3. Sinfonie "Jeremia" (op. 100, 1994)
S.D.G.
I. Moderato (Anathot), II. Presto (Babylon), III. Adagio (Lamentationes Jeremiae), IV. Moderato (Hymnus-Lakén)
Picc. (auch 3. Fl.), 2 Fl., 2 Ob., E.H.i.F, 2 Klar.i.B, Bassklar.i.B, 2 Fg., Kfg - 4 Hörner in F, 3 Trp.i.C, 3 Pos., 1 Tb. - Pauken (1 Spieler) Schlagzeug (3 Spieler), Harfe, - Streicher (gross gesetzt)
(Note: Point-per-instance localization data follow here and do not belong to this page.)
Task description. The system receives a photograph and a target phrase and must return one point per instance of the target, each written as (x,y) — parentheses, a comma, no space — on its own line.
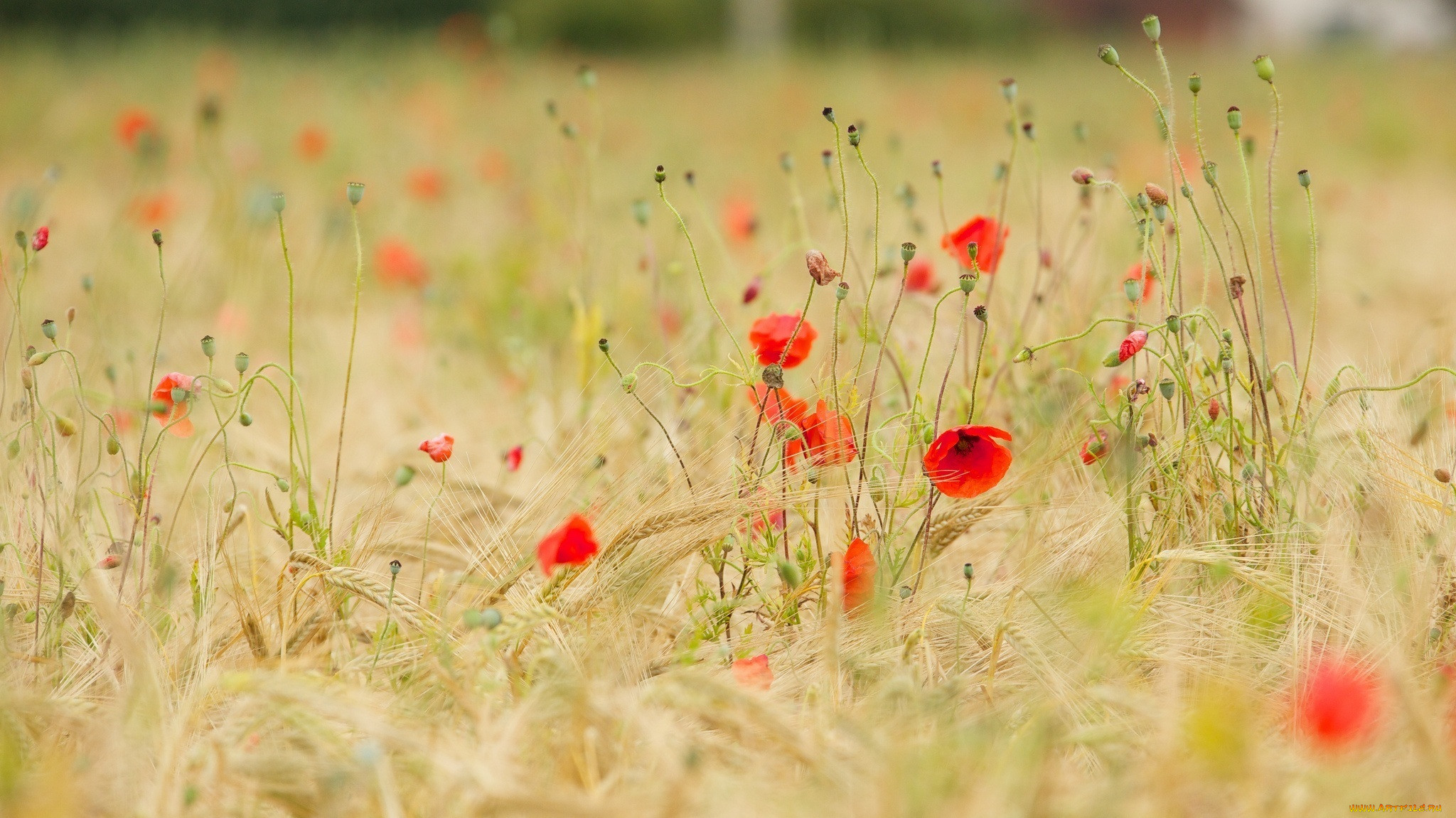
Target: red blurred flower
(1094,448)
(426,184)
(132,124)
(168,409)
(1138,273)
(921,277)
(740,220)
(439,447)
(771,335)
(965,462)
(397,262)
(830,437)
(1337,704)
(753,673)
(989,237)
(312,143)
(858,574)
(1132,345)
(571,543)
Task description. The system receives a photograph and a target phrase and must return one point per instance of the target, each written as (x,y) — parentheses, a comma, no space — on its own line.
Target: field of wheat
(402,427)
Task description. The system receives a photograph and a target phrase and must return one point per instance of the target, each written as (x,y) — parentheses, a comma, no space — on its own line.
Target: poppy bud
(1264,68)
(1152,28)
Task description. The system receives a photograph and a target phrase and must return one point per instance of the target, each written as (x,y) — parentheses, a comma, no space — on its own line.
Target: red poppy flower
(771,335)
(1337,704)
(1136,273)
(1094,448)
(965,462)
(571,543)
(132,124)
(830,437)
(858,574)
(990,242)
(740,220)
(397,262)
(1132,345)
(171,412)
(921,277)
(312,143)
(439,447)
(426,184)
(753,673)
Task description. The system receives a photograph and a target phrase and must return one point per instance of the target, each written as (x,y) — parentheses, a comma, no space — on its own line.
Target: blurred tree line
(592,25)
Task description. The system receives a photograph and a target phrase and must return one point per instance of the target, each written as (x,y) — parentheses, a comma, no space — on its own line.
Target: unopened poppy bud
(1264,68)
(1152,28)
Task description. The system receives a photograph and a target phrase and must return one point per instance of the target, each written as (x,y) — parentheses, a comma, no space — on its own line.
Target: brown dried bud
(819,267)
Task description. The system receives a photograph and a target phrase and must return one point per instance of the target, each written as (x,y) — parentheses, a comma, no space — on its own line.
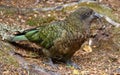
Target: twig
(109,20)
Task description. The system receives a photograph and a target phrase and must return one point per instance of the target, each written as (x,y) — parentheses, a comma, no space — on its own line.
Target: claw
(50,63)
(70,63)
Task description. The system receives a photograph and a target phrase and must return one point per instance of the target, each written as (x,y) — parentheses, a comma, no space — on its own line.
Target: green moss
(7,59)
(39,20)
(98,8)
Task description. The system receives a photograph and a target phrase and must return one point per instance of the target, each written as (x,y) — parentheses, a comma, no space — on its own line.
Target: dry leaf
(87,48)
(75,72)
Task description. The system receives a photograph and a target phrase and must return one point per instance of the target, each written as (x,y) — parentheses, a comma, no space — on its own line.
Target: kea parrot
(61,39)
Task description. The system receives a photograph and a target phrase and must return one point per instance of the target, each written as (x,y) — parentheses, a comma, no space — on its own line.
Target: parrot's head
(83,14)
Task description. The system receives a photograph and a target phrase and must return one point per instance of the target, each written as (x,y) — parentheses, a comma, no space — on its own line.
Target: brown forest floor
(102,61)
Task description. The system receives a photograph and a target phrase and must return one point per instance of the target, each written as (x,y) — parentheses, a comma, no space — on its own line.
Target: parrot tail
(17,38)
Schlagzeuginstrumentation:
Vibrafon, Marimbafon, Xylofon, Glockenspiel, Röhrenglocken, Pauken (4), kl. Trommel, Rührtrommel, gr. Trommel, Bongo (2), Tomtom (2), Schellentrommel, Templeblock (5), Holztrommel (2), Afrikanische Schlitztrommel (4), Claves (2), Quiro, Vibraslap, Ratsche, Becken (4), Nietenbecken (1), Beckenpaar, Triangl, Gong, Tamtam, Glissandogong (Chinesischer Operngong), Amboss oder Eisenschiene mit Eisenhammer, Ketten, Schüttelrohr.
Dauer: 45 Minuten
Moskauer Sinfonieorchester | Alexei Kornienko
Titel: 3. Sinfonie op. 100 - Umfang: 157 Seiten - Datierung: I. Wü 1. Sept.94 II. 29.10 - 15.12.96 III. 24.08.96 IV. 25.10.96 S.D.G. - Aufbewahrungsort: Bayerische Staatsbibliothek München
Schott Music
op. 100, 2. Satz
op. 100, 4. Satz
Hummels Jeremia-Sinfonie
FAZ, 23.07.1999Aus der Hindemith-Genzmer-Schule zu kommen und Olivier Messiaen als kompositorisches Vorbild zu nennen, ist für den Würzburger Komponisten Bertold Hummel, Jahrgang 1925, kein Widerspruch. Er verbindet Hindemiths Anspruch auf musikalische Transzendenz, wie er in der Keppler-Oper und gleichnamigen Sinfonie "Die Harmonie der Welt" auskomponiert wurde, mit Messiaens modal geprägter, glaubensbekenntnishafter Musik zu einem pluralistischen, choraldurchsetzten Komponieren. Mit fast jedem seiner viele Gattungen umfassenden Werke versucht Hummel, den "Sinn der Welt im Gotteslob" hörbar zu machen. Er schreibt jedoch keine geistliche Gebrauchsmusik, die ihre Zeitgenossenschaft sakral legitimieren müßte. Zwar gibt es oft biblische Bezüge, doch stilistisch, spieltechnisch und vor allem klanglich haben seine Werke auch ohne geistlichen Beistand ihren festen Platz im aktuellen Komponieren. Seine vor zwei Jahren uraufgeführte dritte Sinfonie "Jeremia" hat das bestens eingestellte Philharmonische Orchester Würzburg unter der energischen Leitung von Jonathan Seers als Konzertmitschnitt verblüffend brillant eingespielt. Die langwierige Berufung zum Propheten des jugendlichen Priestersohns Jeremia wird in einem musikalischen Kreisen zwischen einfachen rhythmischen Modellen bis hin zu vielschichtigen Überlagerungen gedeutet. Mit vielfältigem und farbenreichem Schlagzeugapparat fand Hummel für die berühmten Klagebilder über das drohende Schicksal der Stadt Babylon eine gestisch raumgreifende, nicht jedoch plakative Tonsprache. Klangliche Bewegung ist bei Hummel unmittelbar körperlicher Ausdruck, so daß dunkle Stimmungen Unheil und helle Klangfarben Gutes verheißen. Jeremias Selbstzweifel werden mit einer pastellenen Mischung aus den Extremen dargestellt. Vor allem Hummels virtuos-konzertierender Umgang mit den Instrumenten macht das Werk hörenswert.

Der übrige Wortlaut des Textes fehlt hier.